The hydrotesting process typically employs a pair of axially spaced test cups made of an elastomeric material and mounted on the mandrel portion of a test tool inserted in the tubing joint to be tested by a wireline or winch. Slips on the test tool are set placing the test tool within the joint to be tested, so that the test tool will set within each joint to be tested, and allowing the wireline to be disconnected from the test tool without the test tool falling through the tubing. The test cups are backed against stops carried on the mandrel in opposed relation, and fluid is admitted through a tubular portion of the mandrel which is perforated to allow the fluid to fill the space between the test cups. As the fluid thus admitted to the space between the test cups is pressured up, the test cups flare out and undergo expansion so as to form a fluid-tight seal with the internal wall of the tubing under test. Continued increase in the pressure of the fluid between the test cups correspondingly increases the pressure on the walls of the tubing under test so that any propensity to fail under the high pressure thus developed is manifested by the failure of the tubing section, or ejection of the test fluid through pinhole leaks or fractures which may have previously developed in the tubing section. An example of an oilfield tubing hydrotesting apparatus is disclosed in U.S. Pat. No. 4,149,566 to Stowe.
The mandrel of the testing tool is sized to pass easily into the tubing to be tested. The mandrel carries slips, usually below the test cups, and a fixed upper back-up flange which functions as a stop or abutment against which the base end of the upper cup which limits axial movement of the upper cup during testing. In similar fashion, a lower back-up flange functions as a back-up member limiting axial movement of the lower cup. Between the upper cup and the lower cup the testing tool comprises means for the release of fluid inside the mandrel to exit to the outside, such as perforations. When the mandrel portion of the testing tool is inserted in the tubing to be tested and the test cups have been placed in position within the tubing joint, a hydraulic conduit is connected to the top of the testing tool and fluid is introduced into the test tool through the tubular portion of the mandrel, which fluid fills the interior of the tubing between the test cups so as to force the test cups apart and against the upper and lower back-up flanges. The pressure of the fluid introduced to the interior of the tubing is then increased, with the result that the opposing test cups seal against the interior wall of the tubing. The pressure of the test fluid is then further increased until a desired magnitude of pressure within the tubing is attained.

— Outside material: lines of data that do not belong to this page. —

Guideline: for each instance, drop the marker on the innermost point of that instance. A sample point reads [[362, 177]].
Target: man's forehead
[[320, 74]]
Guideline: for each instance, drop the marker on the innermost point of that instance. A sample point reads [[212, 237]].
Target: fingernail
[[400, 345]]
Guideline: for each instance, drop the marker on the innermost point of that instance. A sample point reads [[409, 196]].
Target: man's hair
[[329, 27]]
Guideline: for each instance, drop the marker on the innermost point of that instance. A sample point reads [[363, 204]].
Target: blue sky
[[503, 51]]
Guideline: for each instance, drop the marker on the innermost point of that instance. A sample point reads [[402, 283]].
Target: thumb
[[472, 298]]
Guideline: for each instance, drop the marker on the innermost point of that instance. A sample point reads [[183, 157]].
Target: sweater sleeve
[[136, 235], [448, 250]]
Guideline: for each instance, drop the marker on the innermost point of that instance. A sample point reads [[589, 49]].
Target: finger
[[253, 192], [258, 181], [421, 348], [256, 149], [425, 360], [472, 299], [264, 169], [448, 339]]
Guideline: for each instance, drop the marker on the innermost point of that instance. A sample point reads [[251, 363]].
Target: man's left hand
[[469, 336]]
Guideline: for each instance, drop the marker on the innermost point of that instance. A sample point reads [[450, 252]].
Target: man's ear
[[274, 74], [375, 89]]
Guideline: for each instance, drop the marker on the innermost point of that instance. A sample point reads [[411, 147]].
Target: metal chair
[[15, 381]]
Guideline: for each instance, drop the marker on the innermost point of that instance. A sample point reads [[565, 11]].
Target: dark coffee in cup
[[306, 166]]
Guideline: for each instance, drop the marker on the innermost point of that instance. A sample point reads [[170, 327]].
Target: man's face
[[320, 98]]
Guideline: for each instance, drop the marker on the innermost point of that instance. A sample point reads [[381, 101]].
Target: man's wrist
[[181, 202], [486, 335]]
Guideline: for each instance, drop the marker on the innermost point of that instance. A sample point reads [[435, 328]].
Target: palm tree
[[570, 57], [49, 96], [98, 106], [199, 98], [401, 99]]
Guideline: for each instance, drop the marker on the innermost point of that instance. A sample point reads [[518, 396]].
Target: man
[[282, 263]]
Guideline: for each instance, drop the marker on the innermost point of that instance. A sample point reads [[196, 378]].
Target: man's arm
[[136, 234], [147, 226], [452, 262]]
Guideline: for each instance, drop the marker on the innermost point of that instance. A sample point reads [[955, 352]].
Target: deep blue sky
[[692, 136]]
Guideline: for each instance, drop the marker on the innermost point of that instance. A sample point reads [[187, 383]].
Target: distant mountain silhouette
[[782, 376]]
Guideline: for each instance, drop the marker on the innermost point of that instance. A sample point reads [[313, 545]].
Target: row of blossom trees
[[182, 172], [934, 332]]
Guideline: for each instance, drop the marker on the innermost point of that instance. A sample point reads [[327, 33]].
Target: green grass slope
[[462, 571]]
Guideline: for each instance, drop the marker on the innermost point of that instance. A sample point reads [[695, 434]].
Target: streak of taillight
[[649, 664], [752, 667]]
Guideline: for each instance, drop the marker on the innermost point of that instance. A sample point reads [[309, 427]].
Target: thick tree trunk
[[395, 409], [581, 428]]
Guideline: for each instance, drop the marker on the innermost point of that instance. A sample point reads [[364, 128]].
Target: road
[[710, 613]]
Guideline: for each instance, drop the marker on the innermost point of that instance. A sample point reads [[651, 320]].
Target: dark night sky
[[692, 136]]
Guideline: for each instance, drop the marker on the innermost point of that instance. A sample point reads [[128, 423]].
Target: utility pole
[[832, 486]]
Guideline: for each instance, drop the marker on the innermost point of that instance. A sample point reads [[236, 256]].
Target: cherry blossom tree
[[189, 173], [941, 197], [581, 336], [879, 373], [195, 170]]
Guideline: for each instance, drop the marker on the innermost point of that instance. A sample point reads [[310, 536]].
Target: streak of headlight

Once this test pressure is exceeded, if the tubing does not fail, or if a pinhole or previously developed fracture of some type is not revealed by fluid leakage or by loss of pressure, the tubing is considered to have successfully passed the pressure test, and the pressure of the internal fluid can be relieved. With the slips of the test tool assembly holding it within the tubing joint just tested, an additional joint of tubing can be made up to the tubing string and run into the well. A wireline overshot is then run into the tubing to retrieve the test tool and bring it into the newly installed joint of tubing and that joint tested as described above. This process is continued until the tubing is completely installed within the well.
If there is a failure in the test cups, the slips, or if there is an unexpected pressure buildup below the test tool resulting from inflow of reservoir fluids such as gas, water or oil, the test tool can be violently propelled through the top of the tubing which, in the known practice, is left open during the hydrotest operation. This potentially explosive expulsion of the test tools from the top of the tubing creates a potential hazard to personnel and property. Moreover, if the tool is expelled because of a fluid buildup below the test tool, once the tool is expelled through the tubing, there can be a release of well fluids into the environment.